INTRODUCTION: Epilepsy is a common disorder of the central nervous system (CNS), which manifests as recurrent episodes of brain dysfunction caused by large-scale synchronous abnormal discharges of neurons. Neuroinflammation is a pathological stimulation which plays a critical role in epileptogenesis. Thus, targeted therapies aimed at neuroinflammation offer promising new approaches on epilepsy. Recent findings indicate that members of the FGF family influence epilepsy regulation. However, the protective effects of exsosomes containing enhanced EGF and FGF on neuroinflammation following seizure during epileptogenesis remain underexplored.

AIM(S): To investigate the protection effect of EGF-FGF enhanced exsosomes on after seizure neuroinflammation.

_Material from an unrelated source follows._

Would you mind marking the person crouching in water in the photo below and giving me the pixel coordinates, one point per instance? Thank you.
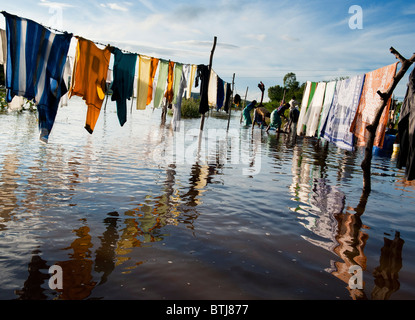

METHOD(S): In this study, we applied engineering enhanced EGF and FGF expression 293T-exosome (EGF-FGF.Exos) as treatment agent to PTZ induced seizures mice models.

RESULTS: In PTZ seizure mice model, EGF-FGF.Exos exhibited strong inhibitory effect on microglial activation and regulated microglial polarization towards the M2 phenotype while suppressed M1 polarization. RT-qPCR results demonstrated that EGF-FGF.Exos reduced the mRNA expression of central pro-inflammatory factors IL-1β, IL-6, and TNF-α in the animal model. HE staining showed that EGF-FGF.Exos pretreatment prevented neuronal loss in both the CA1 and CA3 regions of the hippocampus. Further experiment demonstrated that the inhibitory effects of EGF-FGF.Exos on pro-inflammatory factor expression, microglial activation, and M1 polarization pre-activation is caused by inhibiting the NF-κB pathway, and this inhibitory effect on after-seizure inflammation was reversed by PMA (NF-κB pathway agonist).

CONCLUSIONS: In conclusion, this current study demonstrated that EGF-FGF enhancing exosomes (EGF-FGF.Exos) inhibit inflammatory responses in PTZ seizure mice model by suppressing NF-κB pathway.

FINANCIAL SUPPORT: This study was supported by an industry collaboratory grant from Suzhou Zhiheng Biotechnology Co.Ltd.